The Asian Development Bank (ADB) on Wednesday kept its growth forecast for India at 4.7% for this year, and sees the country growing at 5.7% in 2014. The Manila-based bank slightly raised its forecast for China this year and the next, aided by the impact of government reforms and better prospects for key trading partners. The bank lifted its 2013 forecast for China to 7.7%, from 7.6% in October. It now sees 2014 growth at 7.5% rather than 7.4%. However, the ADB lowered estimates for Southeast Asia this year and in 2014, in the wake of a strong typhoon in the Philippines and political uncertainties in Thailand. The bank kept its growth forecast for developing Asia at 6% this year and 6.2% next year.
Asian stocks edged lower on Wednesday, 11 December 2013, on speculation a US budget agreement will boost prospects of tapering the Federal Reserve's stimulus program. Key benchmark indices in Taiwan, South Korea, Indoensia, Singapore, China, Japan and Hong Kong were off 0.11% to 1.89%. Fed's bond-buying program has been a source of liquidity for most Asian and emerging markets this year.

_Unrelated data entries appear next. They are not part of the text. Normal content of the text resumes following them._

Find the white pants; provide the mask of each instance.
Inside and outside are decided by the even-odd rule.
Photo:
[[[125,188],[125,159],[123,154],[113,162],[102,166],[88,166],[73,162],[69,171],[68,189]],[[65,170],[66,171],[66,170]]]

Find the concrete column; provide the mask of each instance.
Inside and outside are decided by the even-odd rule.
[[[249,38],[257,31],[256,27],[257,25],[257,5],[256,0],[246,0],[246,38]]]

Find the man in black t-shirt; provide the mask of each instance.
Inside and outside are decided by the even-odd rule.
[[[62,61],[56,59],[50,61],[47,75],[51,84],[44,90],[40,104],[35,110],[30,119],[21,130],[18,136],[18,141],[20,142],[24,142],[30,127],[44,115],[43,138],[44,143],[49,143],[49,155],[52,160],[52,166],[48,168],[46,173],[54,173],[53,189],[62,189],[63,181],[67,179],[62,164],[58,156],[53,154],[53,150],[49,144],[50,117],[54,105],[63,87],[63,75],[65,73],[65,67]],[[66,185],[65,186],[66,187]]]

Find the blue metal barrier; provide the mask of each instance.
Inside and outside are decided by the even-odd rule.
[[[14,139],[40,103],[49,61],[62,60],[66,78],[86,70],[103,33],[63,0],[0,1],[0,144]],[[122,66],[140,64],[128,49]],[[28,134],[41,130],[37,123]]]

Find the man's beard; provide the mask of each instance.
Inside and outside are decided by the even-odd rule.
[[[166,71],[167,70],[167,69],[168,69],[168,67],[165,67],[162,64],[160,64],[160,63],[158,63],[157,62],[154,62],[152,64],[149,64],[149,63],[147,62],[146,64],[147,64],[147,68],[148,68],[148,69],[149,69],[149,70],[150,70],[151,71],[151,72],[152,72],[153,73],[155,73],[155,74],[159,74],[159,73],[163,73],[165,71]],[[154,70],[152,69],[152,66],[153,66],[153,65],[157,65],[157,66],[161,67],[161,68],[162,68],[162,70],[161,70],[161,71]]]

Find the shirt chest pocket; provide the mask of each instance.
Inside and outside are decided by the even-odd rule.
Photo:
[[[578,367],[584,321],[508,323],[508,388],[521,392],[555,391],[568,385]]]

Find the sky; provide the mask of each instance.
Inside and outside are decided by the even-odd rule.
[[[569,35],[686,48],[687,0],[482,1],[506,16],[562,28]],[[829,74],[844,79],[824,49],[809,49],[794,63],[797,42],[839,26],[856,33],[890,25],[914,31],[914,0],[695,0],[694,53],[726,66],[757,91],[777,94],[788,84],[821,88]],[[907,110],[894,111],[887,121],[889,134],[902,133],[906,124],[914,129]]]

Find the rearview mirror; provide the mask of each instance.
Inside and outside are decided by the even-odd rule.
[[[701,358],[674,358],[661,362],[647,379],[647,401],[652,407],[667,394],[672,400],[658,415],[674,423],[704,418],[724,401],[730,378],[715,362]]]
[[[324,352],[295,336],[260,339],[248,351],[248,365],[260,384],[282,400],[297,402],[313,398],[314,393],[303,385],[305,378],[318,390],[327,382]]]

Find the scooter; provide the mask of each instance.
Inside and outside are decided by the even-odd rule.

Trading in US index futures indicated a flat opening of US stocks on Wednesday, 11 December 2013. US stocks fell on Tuesday as investors weighed federal budget negotiations and better-than-estimated economic data to gauge the timing of any Federal Reserve stimulus cuts. The US budget deal, worked out between chief negotiators Senator Patty Murray and Representative Paul Ryan, would set spending at about $1.01 trillion in 2014, higher than the $967 billion required in a 2011 budget accord. A partial shutdown in October lasted for 16 days because lawmakers couldn't agree on how to fund the government.
Meanwhile, the latest data showed job openings in the US climbed to a five-year high in October, indicating employers were confident about demand even as Washington's budget impasse shuttered parts of the federal government. Another report showed wholesale trade sales and inventories increased more than economists forecast.
The Federal Open Market Committee (FOMC) holds a two-day policy meeting on interest rates in the United States on 17-18 December 2013. The US central bank currently buys bonds worth $85 billion a month in a bid to hold interest rates low and encourage economic growth in the world's biggest economy. Minutes of the Fed's October meeting released on 20 November 2013 showed officials may reduce their $85 billion a month of bond buying if the economy improves as anticipated.